Fighting climate change isn’t easy in a country where your president doesn’t even believe that it's real.

But in Philadelphia, like-minded and environmentally-conscious officials and activists are working together to ensure that the carbon emissions reductions called for under the Paris Accords agreement take effect here, regardless of Trump's stance.

"Philadelphians refuse to leave the Paris Accord,” said Mikhel Harrison, a member of Organizing for Action. “Clean energy is critical to Philadelphia and our surrounding counties. Not only does it keep our air and water clean and our citizens healthy, but it keeps American innovation and jobs right here in the city. Leaving the agreement is not what our city or our country needs.”

Harrison was at a “#StillIn rally in Center City on Tuesday, one of hundreds held across the country to call for an increased domestic focus on environmental reforms despite the Trump administration’s steps in the opposite direction.

Also on Tuesday, Mayor Kenney’s office released “Powering Our Future: A Clean Energy Vision for Philadelphia,” a report on how it plans to meet the sorts of goals the that the Paris Accords were intended to achieve.

“This work has become all the more critical in the wake of the Trump Administration’s decision to withdraw from the Paris Climate Agreement and proposal to rescind the Clean Power Plan,” Mayor Kenney wrote in a letter introducing the report. “To lead by example, my administration has already issued a Municipal Energy Master Plan that outlines how the City will better manage our own assets (including buildings and street lighting) while reducing energy use and greenhouse gas emissions.”
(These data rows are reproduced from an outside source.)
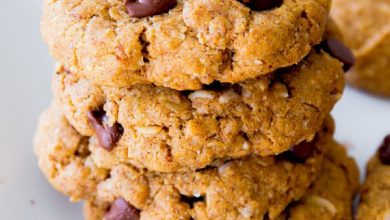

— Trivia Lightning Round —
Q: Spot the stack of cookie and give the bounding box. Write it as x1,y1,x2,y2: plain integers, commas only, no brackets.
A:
35,0,358,220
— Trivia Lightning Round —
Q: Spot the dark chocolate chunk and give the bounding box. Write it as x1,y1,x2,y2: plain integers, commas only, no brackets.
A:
88,110,123,151
240,0,283,11
104,198,140,220
378,135,390,165
321,38,355,71
124,0,177,18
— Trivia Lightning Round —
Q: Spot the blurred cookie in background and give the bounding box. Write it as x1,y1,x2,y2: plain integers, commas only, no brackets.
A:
356,135,390,220
331,0,390,97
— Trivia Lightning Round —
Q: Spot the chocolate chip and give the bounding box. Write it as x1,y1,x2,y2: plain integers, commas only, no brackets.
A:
285,137,317,163
180,195,204,208
104,198,140,220
88,110,123,151
321,38,355,71
124,0,177,18
240,0,283,11
378,135,390,165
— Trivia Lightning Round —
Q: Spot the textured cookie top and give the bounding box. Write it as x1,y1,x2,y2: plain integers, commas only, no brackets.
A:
53,50,344,172
277,142,360,220
41,0,330,90
356,135,390,220
35,106,333,219
84,139,359,220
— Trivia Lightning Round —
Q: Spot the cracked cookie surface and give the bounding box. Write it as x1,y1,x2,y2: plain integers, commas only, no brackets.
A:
84,136,359,220
41,0,330,90
278,141,359,220
35,105,333,219
331,0,390,97
53,50,344,172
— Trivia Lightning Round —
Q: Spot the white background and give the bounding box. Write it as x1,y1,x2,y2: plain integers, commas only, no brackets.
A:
0,0,390,220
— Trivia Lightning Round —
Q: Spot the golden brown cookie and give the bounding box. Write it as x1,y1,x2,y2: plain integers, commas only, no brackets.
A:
278,142,360,220
331,0,390,96
84,133,359,220
41,0,330,90
53,47,344,172
356,135,390,220
35,106,333,219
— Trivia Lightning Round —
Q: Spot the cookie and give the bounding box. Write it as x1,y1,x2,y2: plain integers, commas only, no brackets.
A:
35,106,333,219
53,47,344,172
84,134,359,220
331,0,390,97
41,0,330,90
278,142,360,220
356,135,390,220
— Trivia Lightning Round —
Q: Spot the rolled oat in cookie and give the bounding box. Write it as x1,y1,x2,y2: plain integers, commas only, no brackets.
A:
53,50,344,172
35,105,333,219
41,0,331,90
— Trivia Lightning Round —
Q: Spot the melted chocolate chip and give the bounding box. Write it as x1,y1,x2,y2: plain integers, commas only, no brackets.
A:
88,111,123,151
320,38,355,71
202,81,231,92
104,198,140,220
378,135,390,165
240,0,283,11
285,137,317,163
124,0,177,18
180,195,204,208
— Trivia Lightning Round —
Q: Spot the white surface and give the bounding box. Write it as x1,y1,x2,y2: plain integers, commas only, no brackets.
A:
0,0,390,220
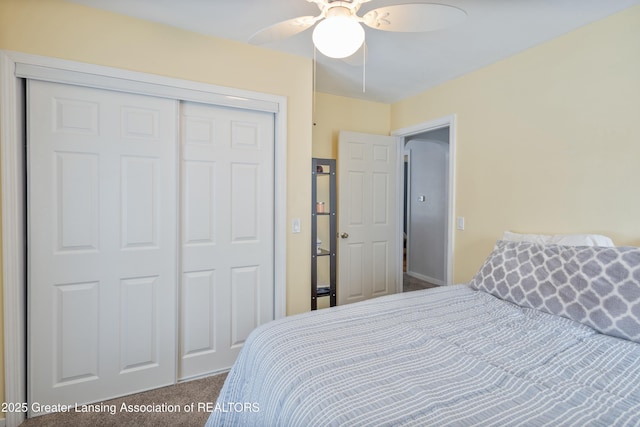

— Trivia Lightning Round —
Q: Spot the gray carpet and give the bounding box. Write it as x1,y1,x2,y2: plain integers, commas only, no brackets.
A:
20,374,227,427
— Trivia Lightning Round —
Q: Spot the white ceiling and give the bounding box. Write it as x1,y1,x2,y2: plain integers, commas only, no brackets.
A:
72,0,640,103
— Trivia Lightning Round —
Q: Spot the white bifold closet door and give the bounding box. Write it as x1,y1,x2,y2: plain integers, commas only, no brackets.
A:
27,80,275,415
179,102,274,379
28,81,178,415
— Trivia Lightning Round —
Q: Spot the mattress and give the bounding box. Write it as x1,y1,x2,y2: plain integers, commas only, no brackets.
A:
207,285,640,427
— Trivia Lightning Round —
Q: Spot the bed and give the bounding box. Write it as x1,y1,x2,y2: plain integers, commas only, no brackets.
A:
207,241,640,427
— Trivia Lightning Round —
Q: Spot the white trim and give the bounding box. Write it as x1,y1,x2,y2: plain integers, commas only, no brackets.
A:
407,271,446,286
391,114,456,285
0,50,287,427
0,51,27,427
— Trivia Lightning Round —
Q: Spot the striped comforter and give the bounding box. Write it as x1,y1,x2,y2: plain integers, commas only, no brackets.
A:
207,285,640,427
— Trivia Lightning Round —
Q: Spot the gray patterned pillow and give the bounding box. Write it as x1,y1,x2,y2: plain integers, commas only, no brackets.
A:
469,241,640,343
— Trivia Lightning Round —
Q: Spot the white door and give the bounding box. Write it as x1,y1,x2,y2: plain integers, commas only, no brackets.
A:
27,81,177,415
179,102,274,379
338,132,398,305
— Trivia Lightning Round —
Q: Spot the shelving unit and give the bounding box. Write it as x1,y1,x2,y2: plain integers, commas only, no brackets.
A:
311,158,337,310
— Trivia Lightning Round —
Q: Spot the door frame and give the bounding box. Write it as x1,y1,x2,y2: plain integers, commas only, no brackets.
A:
0,50,287,427
391,114,456,292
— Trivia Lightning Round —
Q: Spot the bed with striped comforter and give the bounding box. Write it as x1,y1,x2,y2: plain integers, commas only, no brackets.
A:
207,285,640,427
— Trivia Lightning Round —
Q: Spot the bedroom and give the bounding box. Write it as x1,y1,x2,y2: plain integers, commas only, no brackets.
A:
0,1,640,426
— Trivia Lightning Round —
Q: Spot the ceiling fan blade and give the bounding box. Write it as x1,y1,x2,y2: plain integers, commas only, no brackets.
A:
249,16,321,44
362,3,467,33
341,43,369,67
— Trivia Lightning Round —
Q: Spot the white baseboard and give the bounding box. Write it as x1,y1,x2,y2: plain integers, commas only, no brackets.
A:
407,271,446,286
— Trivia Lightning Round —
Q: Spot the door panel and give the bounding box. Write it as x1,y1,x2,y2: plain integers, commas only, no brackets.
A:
27,81,177,412
338,132,398,304
179,102,274,379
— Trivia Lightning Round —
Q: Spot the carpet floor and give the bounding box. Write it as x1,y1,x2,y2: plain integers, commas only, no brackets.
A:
20,374,227,427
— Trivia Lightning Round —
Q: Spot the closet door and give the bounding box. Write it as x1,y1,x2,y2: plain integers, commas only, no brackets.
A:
179,103,274,379
28,81,177,415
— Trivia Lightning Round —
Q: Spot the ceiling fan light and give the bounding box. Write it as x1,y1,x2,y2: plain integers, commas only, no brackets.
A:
312,16,364,58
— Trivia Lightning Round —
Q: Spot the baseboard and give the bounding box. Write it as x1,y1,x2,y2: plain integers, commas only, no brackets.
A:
406,271,446,286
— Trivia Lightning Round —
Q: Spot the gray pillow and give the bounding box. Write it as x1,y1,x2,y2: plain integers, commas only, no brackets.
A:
469,241,640,343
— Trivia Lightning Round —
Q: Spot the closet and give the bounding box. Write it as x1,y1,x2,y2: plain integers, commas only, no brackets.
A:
26,79,275,415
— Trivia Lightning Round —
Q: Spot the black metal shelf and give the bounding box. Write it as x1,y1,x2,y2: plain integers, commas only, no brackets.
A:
311,158,337,310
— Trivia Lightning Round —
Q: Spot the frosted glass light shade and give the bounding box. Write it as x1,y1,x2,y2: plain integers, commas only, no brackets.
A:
312,16,364,58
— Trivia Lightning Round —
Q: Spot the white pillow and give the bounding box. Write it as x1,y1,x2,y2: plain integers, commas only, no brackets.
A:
502,231,615,247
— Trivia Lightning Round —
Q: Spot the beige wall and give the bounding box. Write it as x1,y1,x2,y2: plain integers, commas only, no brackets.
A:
305,93,391,308
313,93,391,159
391,6,640,283
0,0,312,410
0,0,640,414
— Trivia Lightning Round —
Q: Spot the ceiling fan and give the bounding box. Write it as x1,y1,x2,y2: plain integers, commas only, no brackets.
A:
249,0,466,58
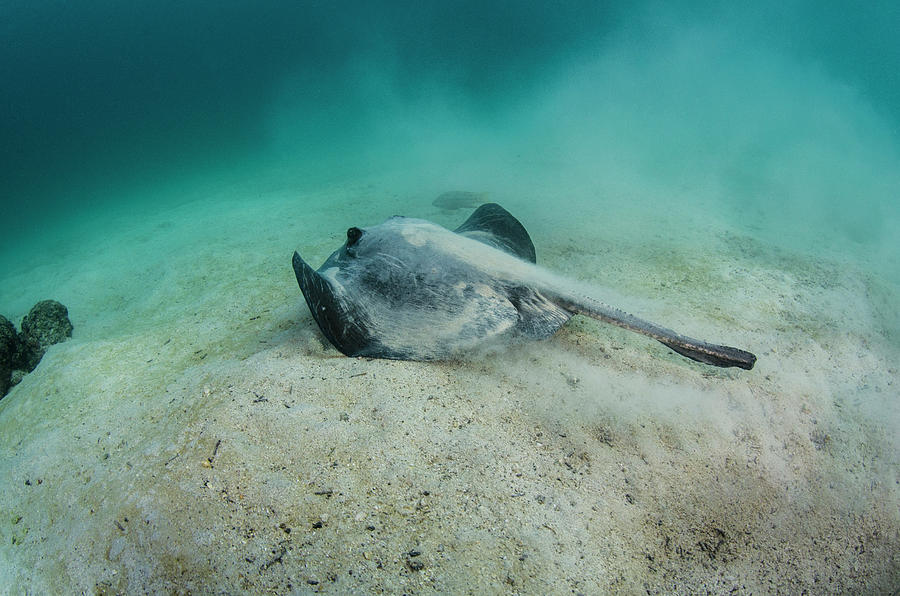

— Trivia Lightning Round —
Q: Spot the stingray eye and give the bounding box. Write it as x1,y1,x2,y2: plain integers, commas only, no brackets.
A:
347,228,362,246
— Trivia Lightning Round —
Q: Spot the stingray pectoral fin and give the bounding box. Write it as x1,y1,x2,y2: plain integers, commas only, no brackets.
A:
555,297,756,370
453,203,535,263
291,252,371,356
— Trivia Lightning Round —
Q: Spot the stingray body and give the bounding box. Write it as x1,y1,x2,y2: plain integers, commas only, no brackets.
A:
293,203,756,369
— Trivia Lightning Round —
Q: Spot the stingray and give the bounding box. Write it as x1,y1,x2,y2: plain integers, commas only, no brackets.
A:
293,203,756,370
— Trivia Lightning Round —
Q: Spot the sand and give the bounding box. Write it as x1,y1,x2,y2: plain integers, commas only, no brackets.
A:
0,170,900,594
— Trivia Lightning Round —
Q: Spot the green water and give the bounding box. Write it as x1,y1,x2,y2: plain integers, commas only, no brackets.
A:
0,1,900,593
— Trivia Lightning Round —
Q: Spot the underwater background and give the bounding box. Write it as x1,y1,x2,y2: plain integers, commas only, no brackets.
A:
0,1,900,593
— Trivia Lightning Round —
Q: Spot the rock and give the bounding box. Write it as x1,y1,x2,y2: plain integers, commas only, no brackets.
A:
0,315,19,397
22,300,72,351
16,300,72,372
Concerns from climate change are very real for the City of Brotherly Love, according to the report, and include concerns about the city beginning to see as many as 52 days a year above 95 degrees by the year 2100, heavier rains and snowfall; and worse flooding along the Schuylkill and Delaware rivers.

Mayor Kenney has pledged to continue fulfilling the goals of the Paris Accords despite Trump’s controversial decision to withdraw from it. He has set a goal of reducing Phillycarbon emissions by 80 percent below 2006 levels by 2050, and the report lays out action strategies for how to actually do that.
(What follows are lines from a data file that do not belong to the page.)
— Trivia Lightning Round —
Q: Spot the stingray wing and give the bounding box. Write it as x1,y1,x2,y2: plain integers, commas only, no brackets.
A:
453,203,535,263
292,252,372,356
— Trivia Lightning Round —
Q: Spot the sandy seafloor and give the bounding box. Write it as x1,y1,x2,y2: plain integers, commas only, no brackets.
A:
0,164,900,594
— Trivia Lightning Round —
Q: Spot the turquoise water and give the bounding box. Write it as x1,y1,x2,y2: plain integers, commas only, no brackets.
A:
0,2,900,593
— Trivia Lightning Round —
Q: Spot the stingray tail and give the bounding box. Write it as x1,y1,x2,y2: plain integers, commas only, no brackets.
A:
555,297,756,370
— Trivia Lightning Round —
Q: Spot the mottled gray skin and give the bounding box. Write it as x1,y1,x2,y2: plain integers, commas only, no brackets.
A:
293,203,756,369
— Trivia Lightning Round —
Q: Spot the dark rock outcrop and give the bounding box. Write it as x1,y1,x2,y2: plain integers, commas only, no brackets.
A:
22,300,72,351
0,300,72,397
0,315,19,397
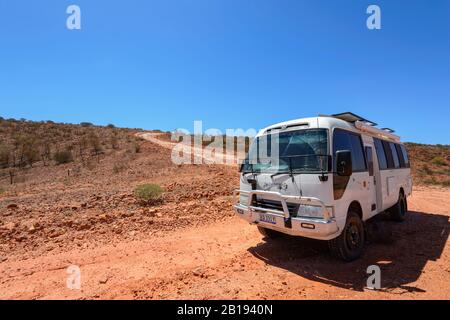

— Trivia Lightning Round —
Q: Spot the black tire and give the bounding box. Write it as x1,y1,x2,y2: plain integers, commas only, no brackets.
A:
328,211,365,262
258,226,282,239
389,192,408,222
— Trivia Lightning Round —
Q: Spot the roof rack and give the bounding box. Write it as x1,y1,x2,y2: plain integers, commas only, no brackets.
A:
330,112,378,127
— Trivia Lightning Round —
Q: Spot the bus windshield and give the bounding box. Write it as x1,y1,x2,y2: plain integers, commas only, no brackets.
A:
241,129,329,174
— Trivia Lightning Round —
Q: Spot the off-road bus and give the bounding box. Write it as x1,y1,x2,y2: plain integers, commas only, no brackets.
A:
234,112,412,261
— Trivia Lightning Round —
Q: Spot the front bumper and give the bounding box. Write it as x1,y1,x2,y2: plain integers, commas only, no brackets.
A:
234,190,339,240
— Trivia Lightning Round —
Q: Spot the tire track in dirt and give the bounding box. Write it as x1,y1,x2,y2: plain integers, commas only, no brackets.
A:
0,188,450,299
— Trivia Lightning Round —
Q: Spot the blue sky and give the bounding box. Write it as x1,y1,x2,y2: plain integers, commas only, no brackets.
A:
0,0,450,144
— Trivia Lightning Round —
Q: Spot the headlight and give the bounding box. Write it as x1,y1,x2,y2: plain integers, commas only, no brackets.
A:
239,193,248,205
297,204,323,218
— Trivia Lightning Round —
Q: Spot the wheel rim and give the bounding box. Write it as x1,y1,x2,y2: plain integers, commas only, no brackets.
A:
346,222,361,251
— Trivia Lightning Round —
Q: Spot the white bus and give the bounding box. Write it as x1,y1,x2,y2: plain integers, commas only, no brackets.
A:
234,112,412,261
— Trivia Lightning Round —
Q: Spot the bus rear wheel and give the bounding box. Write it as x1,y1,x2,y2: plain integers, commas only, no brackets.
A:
328,211,365,262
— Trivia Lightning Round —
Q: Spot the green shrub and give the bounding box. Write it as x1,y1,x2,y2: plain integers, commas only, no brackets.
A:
53,150,73,165
134,184,164,204
431,157,447,166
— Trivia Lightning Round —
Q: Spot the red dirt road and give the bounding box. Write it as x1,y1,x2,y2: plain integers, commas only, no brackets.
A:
0,188,450,299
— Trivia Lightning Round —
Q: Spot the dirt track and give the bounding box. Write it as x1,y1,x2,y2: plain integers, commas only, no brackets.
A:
0,189,450,299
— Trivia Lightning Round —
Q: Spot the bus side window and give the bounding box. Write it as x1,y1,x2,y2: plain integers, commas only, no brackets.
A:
365,147,373,177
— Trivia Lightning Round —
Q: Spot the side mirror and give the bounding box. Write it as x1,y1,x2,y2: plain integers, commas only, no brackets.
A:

Early steps include a coming “major energy retrofit” on the Philadelphia Museum of Art, the single-largest energy user among city buildings; seeking proposals for a long-term commitment to purchase renewable energy from a large-scale wind, solar or other renewable energy company; encouraging citizens to keep installing solar panels on their roofs, and transitioning municipal systems that rely on gas or oil heat to "emerging technologies like microgrids, high-efficiency heat pumps, fuel cells, geothermal and solar heating systems, and renewable biogas," the city's report said.

Also on Wednesday, the city will launch Philacycle, an expansion of Philadelphia’s Recycling Rewards program offered through Recyclebank that will come with its own app.

Powering Our Future outlines opportunities for residents, communities, and institutions to make Philadelphia’s clean energy vision a reality,” said Christine Knapp, the city’s director of sustainability. “This draft report is the next step in an important on-going conversation about how we can work together to make sure all Philadelphians can efficiently use clean, affordable energy.”